She was York University's Director of the Institute for Research and Innovation in Sustainability (IRIS) from 2006 to 2011 and 2012–14. In this role, she developed expertise in sustainability, science policy and environmental security, and expanded her research focus. Currently, Bazely is a University Professor within York University's faculty of Ecology and Evolutionary Biology.

=== Research ===
Bazely's research lab focuses on ecology (specifically forests, grasslands, herbivores, climate change and invasive species), and broader issues of sustainability, as well as exploring intersections with science policy, open access, citizen science, and science communication. She has published over 70 academic publications, as well as books and book chapters, resulting in over 2,000 citations and an h-index of 26.

=== Teaching ===
In 2003, Bazely received York University's Faculty of Science and Engineering Excellence in Teaching Award.
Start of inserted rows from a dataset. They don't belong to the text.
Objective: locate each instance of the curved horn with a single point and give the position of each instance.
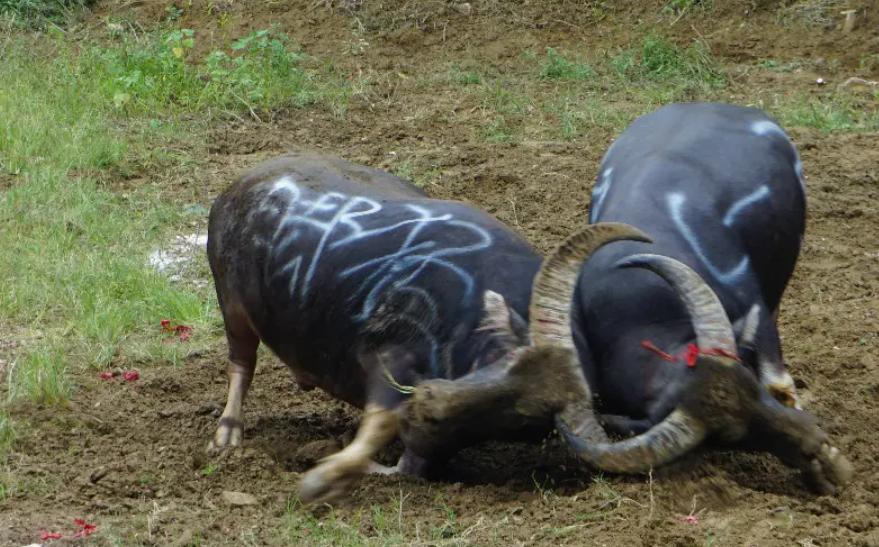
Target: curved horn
(710, 322)
(550, 311)
(680, 431)
(553, 288)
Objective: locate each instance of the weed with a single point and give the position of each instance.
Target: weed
(662, 61)
(557, 67)
(259, 70)
(39, 13)
(40, 375)
(811, 13)
(831, 113)
(682, 7)
(462, 76)
(7, 435)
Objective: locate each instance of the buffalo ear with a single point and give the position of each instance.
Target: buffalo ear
(506, 326)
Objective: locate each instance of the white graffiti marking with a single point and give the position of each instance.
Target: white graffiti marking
(739, 206)
(676, 202)
(766, 127)
(599, 193)
(344, 221)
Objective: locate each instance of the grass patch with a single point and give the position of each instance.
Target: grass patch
(660, 60)
(259, 71)
(555, 66)
(74, 263)
(38, 13)
(41, 376)
(832, 113)
(376, 524)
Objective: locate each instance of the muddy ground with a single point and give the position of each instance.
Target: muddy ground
(129, 456)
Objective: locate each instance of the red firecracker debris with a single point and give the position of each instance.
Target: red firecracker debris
(85, 529)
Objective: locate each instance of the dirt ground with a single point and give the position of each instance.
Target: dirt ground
(129, 457)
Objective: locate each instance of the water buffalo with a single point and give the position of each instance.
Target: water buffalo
(362, 285)
(719, 190)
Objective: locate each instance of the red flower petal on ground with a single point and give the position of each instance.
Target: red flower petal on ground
(85, 528)
(692, 355)
(184, 332)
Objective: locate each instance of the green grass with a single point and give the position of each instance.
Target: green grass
(377, 524)
(557, 67)
(40, 12)
(835, 112)
(660, 60)
(74, 251)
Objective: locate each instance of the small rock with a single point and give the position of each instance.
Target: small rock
(314, 451)
(238, 498)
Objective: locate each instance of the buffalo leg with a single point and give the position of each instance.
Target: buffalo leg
(336, 473)
(243, 343)
(794, 436)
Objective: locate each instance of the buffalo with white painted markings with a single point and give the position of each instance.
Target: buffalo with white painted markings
(694, 353)
(363, 286)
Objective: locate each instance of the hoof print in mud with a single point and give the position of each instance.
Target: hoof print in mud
(829, 471)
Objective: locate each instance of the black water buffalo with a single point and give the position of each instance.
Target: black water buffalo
(720, 190)
(362, 286)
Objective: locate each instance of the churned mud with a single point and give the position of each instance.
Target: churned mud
(128, 456)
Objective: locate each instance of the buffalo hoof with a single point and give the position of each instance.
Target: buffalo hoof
(329, 481)
(829, 471)
(228, 435)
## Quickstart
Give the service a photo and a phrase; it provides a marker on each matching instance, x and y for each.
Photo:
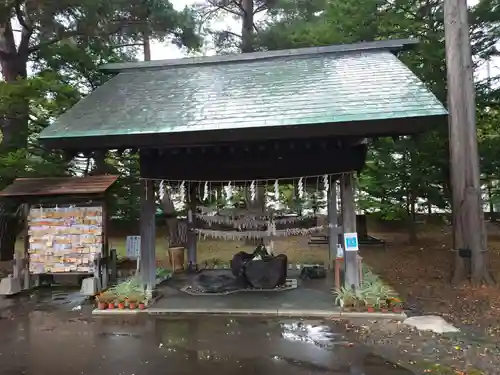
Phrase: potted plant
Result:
(133, 299)
(346, 298)
(102, 301)
(384, 307)
(371, 302)
(396, 305)
(121, 302)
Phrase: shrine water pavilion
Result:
(256, 116)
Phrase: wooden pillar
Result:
(333, 238)
(349, 226)
(192, 238)
(148, 234)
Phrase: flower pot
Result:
(102, 305)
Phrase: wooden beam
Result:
(349, 226)
(148, 234)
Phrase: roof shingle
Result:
(307, 90)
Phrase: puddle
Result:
(48, 342)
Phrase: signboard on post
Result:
(133, 246)
(351, 242)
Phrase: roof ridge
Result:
(393, 45)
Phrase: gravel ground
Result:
(427, 352)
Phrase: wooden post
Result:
(113, 275)
(148, 234)
(192, 238)
(469, 234)
(349, 226)
(333, 235)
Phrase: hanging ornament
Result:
(162, 190)
(326, 187)
(182, 192)
(205, 191)
(229, 191)
(300, 188)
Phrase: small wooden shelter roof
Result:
(57, 186)
(344, 90)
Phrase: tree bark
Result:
(468, 218)
(247, 26)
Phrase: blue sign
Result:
(351, 242)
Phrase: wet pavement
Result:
(51, 332)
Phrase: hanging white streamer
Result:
(253, 193)
(182, 192)
(229, 191)
(326, 187)
(300, 187)
(205, 191)
(162, 189)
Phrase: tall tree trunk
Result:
(14, 128)
(247, 26)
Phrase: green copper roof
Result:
(307, 90)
In 2013, she was awarded York University's President's University-Wide Teaching Awards, in the senior full-time faculty category, in recognition of time spent on preparing and innovating the courses she teaches. Bazely was also recognized as a "Hotshot Professor" in the Globe and Mail's 2014 Canadian University Report. In a The Washington Post editorial, Bazely writes that she uses editing Wikipedia pages as a tool to teach her students the skills of HTML-style coding. Bazely also co-sponsors a Wikipedia Edit-a-thon at York University.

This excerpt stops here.